You may have missed the EEOC’s subtle announcement that changes how employers’ position statements are handled. The EEOC rolled out nationwide procedures that apply to all EEOC requests for position statements made to employers on or after January 1, 2016.
After a Charge of Discrimination is filed with the EEOC, the employer is required to either submit to mediation or provide a position statement. The position statement is an employer’s first chance to give its account of the events regarding the alleged violation. After reviewing the Charge and the employer’s position statement, and conducting an investigation, the EEOC typically determines whether, in its view, harassment, discrimination, or retaliation is likely to have occurred.
Under the revised policy, an employee can now ask for the employer’s position statement and any non-confidential attachments while the Charge is pending.
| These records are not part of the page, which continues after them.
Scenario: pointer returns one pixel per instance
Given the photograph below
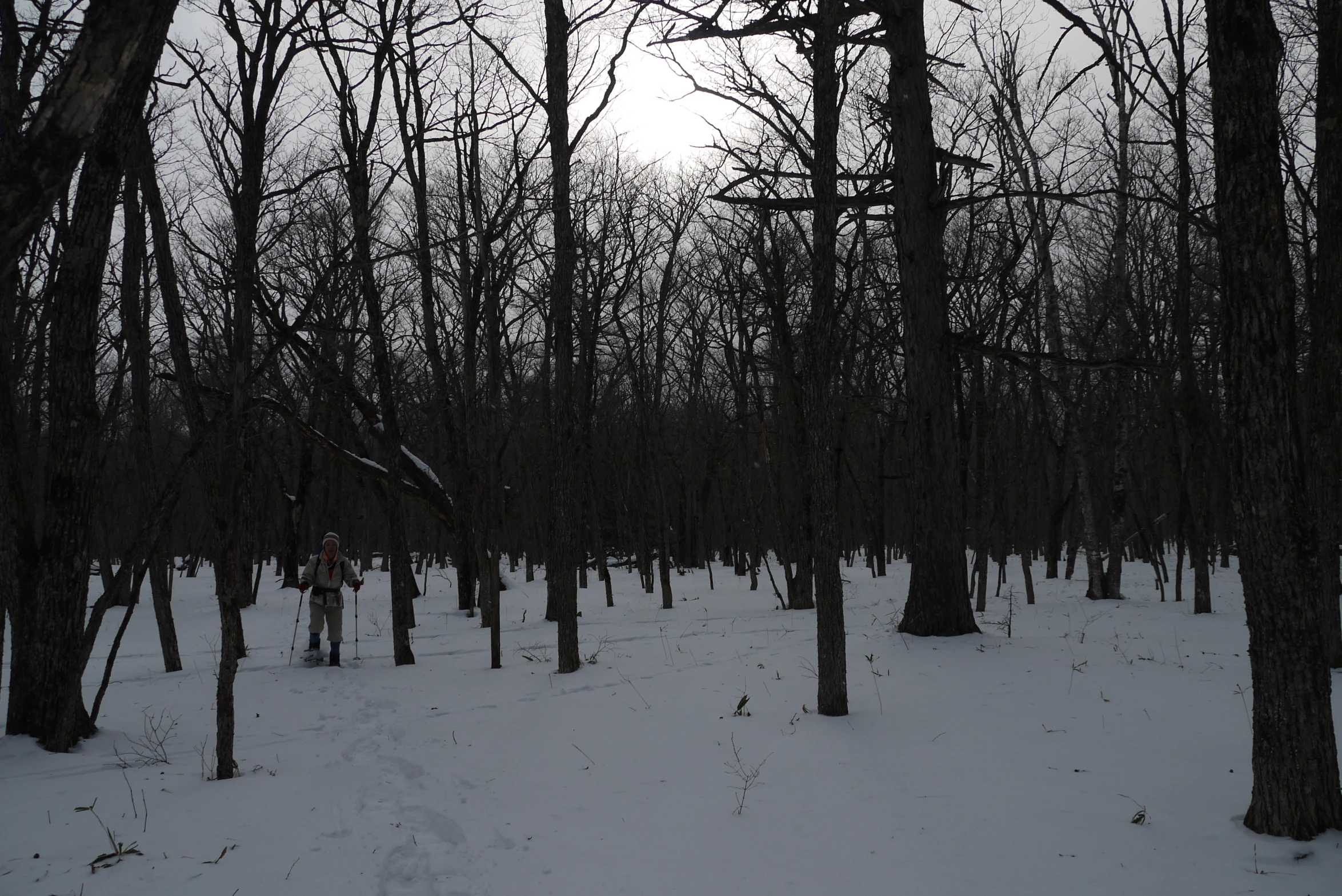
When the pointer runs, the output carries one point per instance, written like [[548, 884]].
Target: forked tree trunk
[[1295, 762], [49, 614]]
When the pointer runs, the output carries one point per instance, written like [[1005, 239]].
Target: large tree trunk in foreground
[[1295, 762], [822, 376], [1325, 310], [49, 614], [35, 170], [939, 594], [562, 559]]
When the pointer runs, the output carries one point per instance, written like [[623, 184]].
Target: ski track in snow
[[986, 764]]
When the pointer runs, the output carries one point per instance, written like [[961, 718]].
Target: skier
[[326, 573]]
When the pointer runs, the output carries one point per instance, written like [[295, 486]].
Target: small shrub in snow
[[745, 773], [149, 749]]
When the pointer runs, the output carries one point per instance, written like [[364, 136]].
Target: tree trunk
[[566, 514], [49, 614], [1295, 762], [1325, 312], [939, 594]]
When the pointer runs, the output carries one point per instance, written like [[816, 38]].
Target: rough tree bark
[[1295, 762], [939, 594], [1325, 365], [35, 168], [566, 471], [820, 371], [49, 612]]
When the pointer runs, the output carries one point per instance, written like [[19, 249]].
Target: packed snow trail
[[984, 765]]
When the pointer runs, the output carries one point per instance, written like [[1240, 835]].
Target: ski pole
[[293, 643]]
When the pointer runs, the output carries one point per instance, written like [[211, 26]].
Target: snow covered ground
[[986, 764]]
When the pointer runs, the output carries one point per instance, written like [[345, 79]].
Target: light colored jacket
[[328, 578]]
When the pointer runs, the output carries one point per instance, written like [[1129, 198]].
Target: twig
[[635, 690]]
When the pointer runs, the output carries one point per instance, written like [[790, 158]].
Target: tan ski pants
[[332, 616]]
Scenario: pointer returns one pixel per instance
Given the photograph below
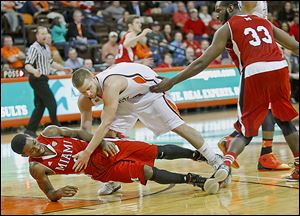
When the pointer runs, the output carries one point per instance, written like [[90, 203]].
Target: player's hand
[[81, 160], [146, 31], [163, 86], [109, 148], [67, 191]]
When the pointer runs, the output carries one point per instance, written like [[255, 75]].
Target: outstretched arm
[[40, 173], [213, 51]]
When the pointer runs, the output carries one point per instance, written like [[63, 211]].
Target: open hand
[[81, 160], [109, 148], [67, 191], [163, 86]]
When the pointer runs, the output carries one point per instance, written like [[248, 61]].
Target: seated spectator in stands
[[135, 8], [122, 26], [77, 33], [287, 13], [204, 15], [189, 56], [73, 61], [11, 15], [88, 64], [58, 32], [111, 46], [195, 25], [178, 49], [54, 52], [115, 10], [181, 16], [167, 33], [168, 7], [214, 24], [294, 28], [272, 19], [168, 61], [12, 54], [109, 60], [190, 42]]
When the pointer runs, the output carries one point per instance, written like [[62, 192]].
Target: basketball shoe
[[208, 185], [269, 162], [294, 177], [109, 188], [223, 145]]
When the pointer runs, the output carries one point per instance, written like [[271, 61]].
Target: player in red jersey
[[127, 45], [267, 160], [117, 160], [264, 79]]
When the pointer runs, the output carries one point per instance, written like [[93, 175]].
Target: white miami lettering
[[66, 156]]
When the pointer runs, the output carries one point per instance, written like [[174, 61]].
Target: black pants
[[43, 97]]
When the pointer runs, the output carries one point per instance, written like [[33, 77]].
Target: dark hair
[[131, 18], [227, 3], [18, 143]]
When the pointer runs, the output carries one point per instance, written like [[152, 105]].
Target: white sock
[[207, 152]]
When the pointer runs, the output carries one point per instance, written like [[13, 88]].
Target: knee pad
[[287, 128], [247, 140]]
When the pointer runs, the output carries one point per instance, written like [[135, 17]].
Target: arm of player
[[111, 101], [213, 51], [40, 174], [286, 40], [131, 39]]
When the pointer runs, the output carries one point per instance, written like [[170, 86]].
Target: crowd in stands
[[87, 32]]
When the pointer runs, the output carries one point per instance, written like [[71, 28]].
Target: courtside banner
[[214, 86]]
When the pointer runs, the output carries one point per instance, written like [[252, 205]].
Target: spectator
[[109, 60], [73, 61], [214, 24], [178, 49], [167, 33], [189, 56], [181, 16], [168, 61], [204, 15], [11, 15], [58, 33], [195, 25], [190, 42], [294, 28], [134, 8], [287, 14], [111, 46], [77, 33], [122, 26], [88, 64], [55, 55], [272, 19], [13, 55], [115, 10]]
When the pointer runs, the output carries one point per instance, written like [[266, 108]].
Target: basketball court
[[251, 192]]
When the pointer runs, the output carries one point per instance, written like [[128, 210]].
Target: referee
[[37, 63]]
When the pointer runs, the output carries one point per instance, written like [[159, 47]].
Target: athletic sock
[[229, 158]]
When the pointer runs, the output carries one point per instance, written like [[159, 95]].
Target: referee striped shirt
[[39, 56]]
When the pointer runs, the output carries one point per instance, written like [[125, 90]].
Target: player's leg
[[166, 177], [284, 112], [267, 159]]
Prior to the revision, an employee would have to wait until he or she filed a lawsuit against the employer to request a copy of the employer’s position statement. It is critical for employers to note that the revised policy is not a two-way street because the EEOC will still only provide employers with the Notice of Charge and the Charge of Discrimination itself.
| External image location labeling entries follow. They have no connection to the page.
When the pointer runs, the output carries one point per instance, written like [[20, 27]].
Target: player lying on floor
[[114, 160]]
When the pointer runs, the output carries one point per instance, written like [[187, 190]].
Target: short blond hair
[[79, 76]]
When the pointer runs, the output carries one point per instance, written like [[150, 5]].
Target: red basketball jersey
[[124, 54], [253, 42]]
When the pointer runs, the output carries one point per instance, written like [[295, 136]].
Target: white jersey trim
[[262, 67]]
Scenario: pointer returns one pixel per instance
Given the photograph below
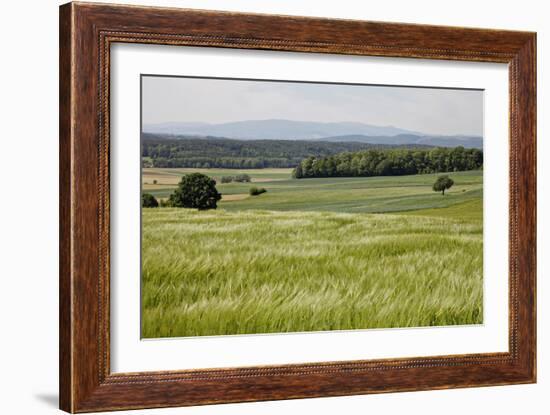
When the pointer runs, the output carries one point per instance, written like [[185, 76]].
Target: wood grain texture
[[86, 33]]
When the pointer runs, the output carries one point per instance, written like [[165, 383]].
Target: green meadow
[[312, 254]]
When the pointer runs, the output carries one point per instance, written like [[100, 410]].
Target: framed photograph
[[259, 207]]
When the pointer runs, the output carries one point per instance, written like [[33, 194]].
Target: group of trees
[[166, 151], [195, 190], [394, 162], [239, 178]]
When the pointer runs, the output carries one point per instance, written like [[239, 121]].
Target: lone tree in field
[[443, 183], [196, 190], [148, 200]]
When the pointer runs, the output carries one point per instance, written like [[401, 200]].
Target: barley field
[[312, 255]]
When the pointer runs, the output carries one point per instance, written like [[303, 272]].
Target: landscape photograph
[[274, 206]]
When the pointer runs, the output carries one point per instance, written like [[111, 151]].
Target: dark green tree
[[297, 172], [148, 200], [443, 183], [196, 190]]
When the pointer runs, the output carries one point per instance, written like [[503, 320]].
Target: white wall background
[[29, 230]]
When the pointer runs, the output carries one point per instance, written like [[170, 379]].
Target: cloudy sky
[[427, 110]]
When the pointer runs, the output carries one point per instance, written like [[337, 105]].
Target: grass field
[[311, 254]]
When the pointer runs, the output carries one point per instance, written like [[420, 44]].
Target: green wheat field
[[312, 255]]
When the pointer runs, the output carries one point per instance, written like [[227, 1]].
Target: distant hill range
[[164, 150], [313, 131]]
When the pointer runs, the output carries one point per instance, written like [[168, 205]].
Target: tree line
[[166, 151], [394, 162]]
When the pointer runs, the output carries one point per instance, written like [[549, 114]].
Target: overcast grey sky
[[427, 110]]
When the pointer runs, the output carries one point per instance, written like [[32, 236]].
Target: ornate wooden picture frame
[[87, 32]]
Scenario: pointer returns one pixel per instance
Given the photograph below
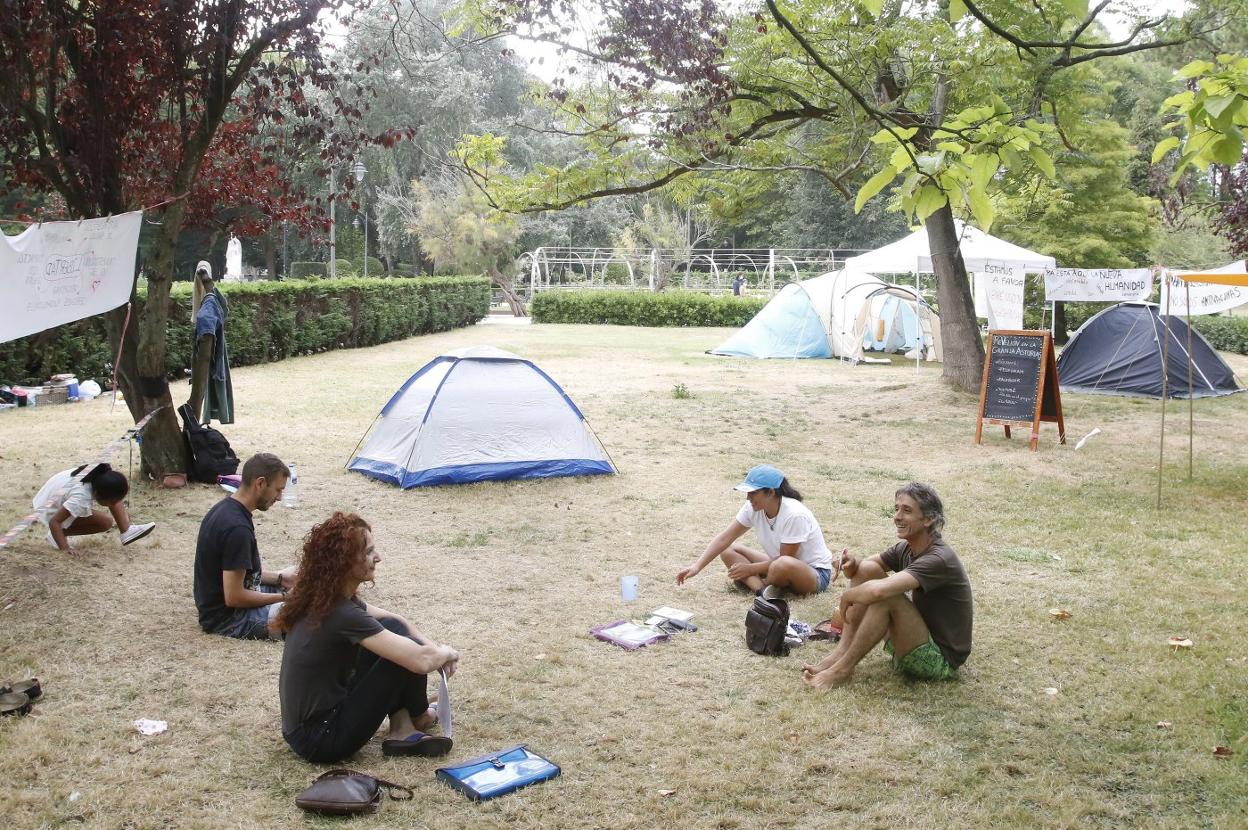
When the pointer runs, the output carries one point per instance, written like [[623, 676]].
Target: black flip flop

The new EEOC procedural guidelines apply to any non-confidential attachments accompanying a position statement. The EEOC may redact confidential information before providing the position statement to the employee. It is critical for employers to remember to clearly label confidential information within or attached to the position statement. Within the announcement, the EEOC advises employers to separately label attachments containing confidential information and include an explanation of the confidential nature.
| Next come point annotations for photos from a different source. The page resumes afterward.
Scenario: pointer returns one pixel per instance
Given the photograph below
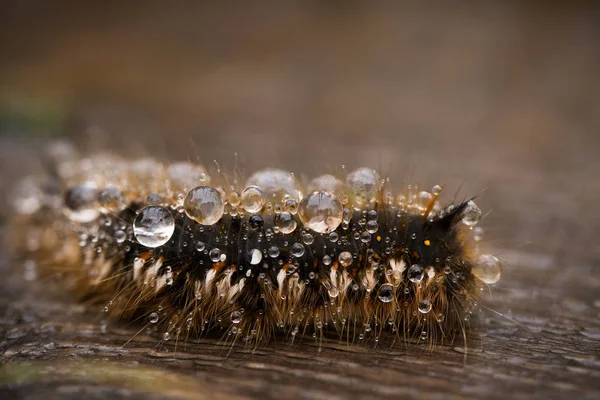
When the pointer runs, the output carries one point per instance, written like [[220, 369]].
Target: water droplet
[[326, 183], [372, 226], [28, 196], [215, 255], [120, 236], [204, 205], [291, 206], [153, 318], [345, 259], [273, 251], [81, 202], [276, 184], [153, 226], [333, 292], [297, 250], [333, 237], [285, 222], [233, 198], [471, 214], [386, 293], [321, 211], [256, 222], [112, 200], [184, 176], [252, 199], [365, 237], [154, 198], [415, 273], [487, 269], [425, 306], [255, 256], [363, 183], [307, 239], [236, 317]]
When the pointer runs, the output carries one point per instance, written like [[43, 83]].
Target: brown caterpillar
[[189, 253]]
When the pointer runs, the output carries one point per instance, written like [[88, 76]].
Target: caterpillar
[[188, 253]]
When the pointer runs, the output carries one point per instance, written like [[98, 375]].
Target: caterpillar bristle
[[185, 253]]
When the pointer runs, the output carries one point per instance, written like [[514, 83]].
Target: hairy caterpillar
[[188, 253]]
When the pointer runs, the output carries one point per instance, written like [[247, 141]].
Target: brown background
[[501, 98]]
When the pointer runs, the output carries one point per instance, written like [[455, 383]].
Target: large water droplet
[[326, 183], [273, 251], [215, 255], [111, 200], [82, 204], [204, 205], [487, 269], [386, 293], [255, 256], [297, 250], [285, 222], [252, 199], [276, 184], [236, 317], [153, 317], [28, 196], [425, 306], [471, 214], [321, 211], [184, 176], [345, 258], [153, 226], [363, 183], [415, 273]]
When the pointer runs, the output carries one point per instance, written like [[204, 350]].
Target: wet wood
[[501, 100]]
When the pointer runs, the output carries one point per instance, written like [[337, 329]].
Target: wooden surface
[[502, 100]]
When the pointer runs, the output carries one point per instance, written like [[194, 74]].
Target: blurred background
[[500, 99]]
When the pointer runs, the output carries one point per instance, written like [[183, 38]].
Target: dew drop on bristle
[[256, 222], [273, 251], [415, 273], [307, 239], [153, 318], [471, 214], [153, 226], [345, 259], [215, 255], [321, 212], [252, 199], [81, 202], [204, 205], [363, 183], [385, 293], [236, 317], [326, 183], [285, 222], [255, 256], [425, 306], [276, 184], [184, 176], [487, 269], [297, 250], [111, 200]]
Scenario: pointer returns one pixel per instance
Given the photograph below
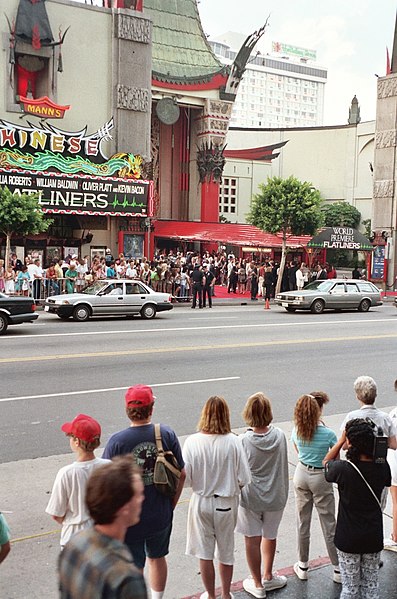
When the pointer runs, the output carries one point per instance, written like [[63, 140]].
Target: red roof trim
[[260, 153], [234, 234], [216, 82]]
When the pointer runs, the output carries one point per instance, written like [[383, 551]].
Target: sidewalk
[[30, 569]]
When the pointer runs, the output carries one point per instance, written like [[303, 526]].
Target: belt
[[311, 467]]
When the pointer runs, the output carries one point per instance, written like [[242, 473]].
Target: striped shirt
[[93, 565], [312, 453]]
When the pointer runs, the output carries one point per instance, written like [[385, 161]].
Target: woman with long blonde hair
[[216, 469], [312, 441]]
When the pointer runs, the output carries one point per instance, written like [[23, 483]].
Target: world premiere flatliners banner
[[70, 171], [61, 194]]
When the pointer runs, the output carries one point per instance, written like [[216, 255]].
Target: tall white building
[[281, 89]]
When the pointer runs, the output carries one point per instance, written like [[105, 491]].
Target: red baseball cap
[[139, 396], [83, 427]]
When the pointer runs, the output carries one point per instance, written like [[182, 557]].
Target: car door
[[135, 296], [353, 295], [336, 296], [110, 300]]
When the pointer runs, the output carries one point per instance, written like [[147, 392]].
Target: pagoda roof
[[181, 53]]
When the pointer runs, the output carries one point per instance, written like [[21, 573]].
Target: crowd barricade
[[41, 289]]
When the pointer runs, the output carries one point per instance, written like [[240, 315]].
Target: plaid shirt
[[94, 565]]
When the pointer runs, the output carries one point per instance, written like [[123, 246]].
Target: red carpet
[[221, 293]]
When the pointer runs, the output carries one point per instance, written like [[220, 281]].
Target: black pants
[[207, 292], [197, 292]]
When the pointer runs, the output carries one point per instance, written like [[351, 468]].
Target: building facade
[[337, 160], [282, 89]]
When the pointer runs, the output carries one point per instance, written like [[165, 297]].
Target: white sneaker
[[249, 587], [276, 582], [301, 572]]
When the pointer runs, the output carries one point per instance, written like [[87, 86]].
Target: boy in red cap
[[67, 502], [148, 540]]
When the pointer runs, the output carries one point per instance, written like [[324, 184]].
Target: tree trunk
[[282, 264], [8, 250]]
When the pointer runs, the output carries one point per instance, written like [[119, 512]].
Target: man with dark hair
[[196, 278], [96, 562], [150, 538]]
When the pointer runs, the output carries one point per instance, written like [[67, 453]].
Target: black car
[[16, 310]]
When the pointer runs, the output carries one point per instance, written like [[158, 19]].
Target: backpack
[[167, 471]]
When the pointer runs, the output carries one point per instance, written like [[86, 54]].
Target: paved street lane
[[61, 368]]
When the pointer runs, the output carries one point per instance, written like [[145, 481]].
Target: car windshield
[[94, 288], [319, 286]]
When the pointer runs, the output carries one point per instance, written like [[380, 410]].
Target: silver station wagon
[[110, 297], [331, 294]]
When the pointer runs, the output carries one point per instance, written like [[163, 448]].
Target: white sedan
[[110, 297]]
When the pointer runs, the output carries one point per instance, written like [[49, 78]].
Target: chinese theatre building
[[75, 117], [117, 116]]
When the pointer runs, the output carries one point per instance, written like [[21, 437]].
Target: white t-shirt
[[68, 497], [215, 464], [131, 273], [34, 269]]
The EEOC has posted separate Q&A pages for charging parties/complainants and employers/respondents, addressing issues of importance to each side, and outlining the Commission’s preferred methods for the submission of a position statement and any response to the same. Employers should, as always, thoughtfully draft position statements being careful to accurately articulate the reasons for the adverse action under investigation. Shifting rationales could be enough to establish pretext and expose the employer to liability. It is necessary for employers to fully understand the facts surrounding the Charge before responding. Remember that the position statement may be used by the employee in any future litigation, thus employers should retain experienced employment law counsel to assist in any EEOC investigation.